Author: Juan Donate-Lopez
Co-authors: ROdrigo Abreu-Gonzalez, Natan Rodriguez.Martin, Joseph Blair, Sandro de Zanet, Jose Julio Rodrigo, Carlos Bermudez-Perez
Abstract
PurposeTo obtain a screening algorithm whose performance is equivalent to that of medical specialists in the diagnosis of DR and that can be used in real clinical practice.
Methods
Two deep convolution networks with different architectures (ResNet50 and EfficientNet B2) have been trained and combined by means of a "perceptron" type neural network. This training has been carried out on a data set previously divided into three subsets (training, validation and test), each one of them subjected to an automatic quality control carried out by a neural network trained for the detection of low quality images. and subsequently reviewed by specialists. In turn, the subset of training data has been subjected to "data augmentation" techniques that introduce variability as well as different degrees of noise so that the algorithm is capable of working in conditions equivalent to those that doctors operate in clinical practice.
Results
A set of 146,414 images was used for the training phase, 21,517 images for the validation phase, and 10,000 for the test phase. An area under the ROC curve of 0.969, a sensitivity of 0.816 and a specificity of 0.942 were obtainde.
Conclusions
The algorithm presents the necessary performance to be subjected to a field test through a multicenter clinical study, already in progress.
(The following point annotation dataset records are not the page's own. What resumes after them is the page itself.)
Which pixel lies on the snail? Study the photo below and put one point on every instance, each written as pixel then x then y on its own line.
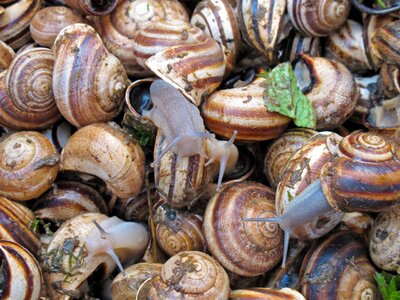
pixel 84 243
pixel 184 130
pixel 28 165
pixel 361 178
pixel 21 273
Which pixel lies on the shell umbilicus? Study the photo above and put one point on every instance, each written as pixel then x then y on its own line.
pixel 184 129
This study is the step prior to obtaining certification as a medical grade product suitable for use in real clinical practice. These algorithms are far from a perfect result to the same extent that the data used for their training is far from a perfect label, but our tests prove that they can perform in an equivalent way to specialists and can become a key tool for them in the performance of their work, raising the standard of ophthalmological management of these patients.
Disclosure:
The author reports no conflicts of interest in this work.